Before downcasting: 72 bytes
After downcasting: 42 bytes
conversion from `i64` to `i8` failed in column 'big_integers' for 2 out of 3 values: [10000002, 30000003]


In [12]:
# for that we set strict to flase : overflowing and underflowirng will become to null
result = df.select(
    pl.col("big_integers").cast(pl.Int8,strict=False)
)
print(result)

shape: (3, 1)
┌──────────────┐
│ big_integers │
│ ---          │
│ i8           │
╞══════════════╡
│ null         │
│ 2            │
│ null         │
└──────────────┘


### Strings to numeric types

if string contains non numeric polars will throw conversion error

In [21]:
import polars as pl
df = pl.DataFrame(
    {
        "rollnos" : ["12","23","90"],
        "percent" : [89.32,12.34,67.76],
    }
)
strings = df.select(
    pl.col("rollnos").cast(pl.Int128),
    pl.col("percent").cast(pl.String)
)

print(strings)

shape: (3, 2)
┌─────────┬─────────┐
│ rollnos ┆ percent │
│ ---     ┆ ---     │
│ i128    ┆ str     │
╞═════════╪═════════╡
│ 12      ┆ 89.32   │
│ 23      ┆ 12.34   │
│ 90      ┆ 67.76   │
└─────────┴─────────┘


### Parsing / formatting temporal data types
values of the data type Date are stored as the number of days since the epoch. For the data type Datetime the time unit is the microsecond (us) and for Time the time unit is the nanosecond (ns).
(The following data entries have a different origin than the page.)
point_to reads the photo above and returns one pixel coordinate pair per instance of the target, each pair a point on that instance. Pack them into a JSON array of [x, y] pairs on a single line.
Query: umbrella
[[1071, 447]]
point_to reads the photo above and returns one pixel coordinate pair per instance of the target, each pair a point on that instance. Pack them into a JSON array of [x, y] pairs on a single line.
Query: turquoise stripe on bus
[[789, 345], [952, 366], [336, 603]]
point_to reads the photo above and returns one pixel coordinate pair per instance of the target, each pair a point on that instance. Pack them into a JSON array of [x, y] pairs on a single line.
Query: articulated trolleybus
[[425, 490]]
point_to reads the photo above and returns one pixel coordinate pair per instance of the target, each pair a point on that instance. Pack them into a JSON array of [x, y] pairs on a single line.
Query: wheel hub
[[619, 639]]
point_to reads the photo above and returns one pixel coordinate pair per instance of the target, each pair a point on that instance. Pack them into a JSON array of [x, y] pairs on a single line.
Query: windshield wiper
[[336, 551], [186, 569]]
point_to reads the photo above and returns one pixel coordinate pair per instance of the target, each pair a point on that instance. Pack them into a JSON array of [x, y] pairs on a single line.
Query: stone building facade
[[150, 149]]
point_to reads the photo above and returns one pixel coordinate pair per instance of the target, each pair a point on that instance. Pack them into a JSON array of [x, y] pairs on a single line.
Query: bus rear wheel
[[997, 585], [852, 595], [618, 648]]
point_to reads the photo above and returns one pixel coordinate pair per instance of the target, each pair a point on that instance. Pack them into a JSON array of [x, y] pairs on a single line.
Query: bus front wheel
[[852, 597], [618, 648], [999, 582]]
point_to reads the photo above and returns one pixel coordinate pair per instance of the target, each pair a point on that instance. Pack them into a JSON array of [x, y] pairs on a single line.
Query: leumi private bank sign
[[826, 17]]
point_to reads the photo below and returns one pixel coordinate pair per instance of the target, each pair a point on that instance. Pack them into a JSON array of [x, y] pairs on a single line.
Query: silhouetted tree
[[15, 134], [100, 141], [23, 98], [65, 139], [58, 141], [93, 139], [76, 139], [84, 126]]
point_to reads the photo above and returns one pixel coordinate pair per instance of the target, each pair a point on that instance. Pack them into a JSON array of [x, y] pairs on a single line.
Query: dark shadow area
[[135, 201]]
dt._to_string() and str.to-datetime() funcitons are used

In [31]:
from datetime import date, datetime, time

df = pl.DataFrame(
    {
        "date": [
            date(1970, 1, 1),  # epoch
            date(1970, 1, 10),  # 9 days later
        ],
        "datetime": [
            datetime(1970, 1, 1, 0, 0, 0),  # epoch
            datetime(1970, 1, 1, 0, 1, 0),  # 1 minute later
        ],
        "time": [
            time(0, 0, 0),  # reference time
            time(0, 0, 1),  # 1 second later
        ],
    }
)

result = df.select(
    pl.col("date").cast(pl.Int64).alias("days_since_epoch"),
    pl.col("datetime").cast(pl.Int64).alias("us_since_epoch"),
    pl.col("time").cast(pl.Int64).alias("ns_since_midnight"),
)
print(result)

shape: (2, 3)
┌──────────────────┬────────────────┬───────────────────┐
│ days_since_epoch ┆ us_since_epoch ┆ ns_since_midnight │
│ ---              ┆ ---            ┆ ---               │
│ i64              ┆ i64            ┆ i64               │
╞══════════════════╪════════════════╪═══════════════════╡
│ 0                ┆ 0              ┆ 0                 │
│ 9                ┆ 60000000       ┆ 1000000000        │
└──────────────────┴────────────────┴───────────────────┘


In [37]:
df = pl.DataFrame(
    {
        "date": [date(2022, 1, 1), date(2022, 1, 2)],
        "string": ["2022-01-01", "2022-01-02"],
    }
)

result = df.select(
    pl.col("date").dt.to_string("%Y-%m-%d"),
    pl.col("string").str.to_datetime("%Y-%m-%d"),
)
print(result)

shape: (2, 2)
┌────────────┬─────────────────────┐
│ date       ┆ string              │
│ ---        ┆ ---                 │
│ str        ┆ datetime[μs]        │
╞════════════╪═════════════════════╡
│ 2022-01-01 ┆ 2022-01-01 00:00:00 │
│ 2022-01-02 ┆ 2022-01-02 00:00:00 │
└────────────┴─────────────────────┘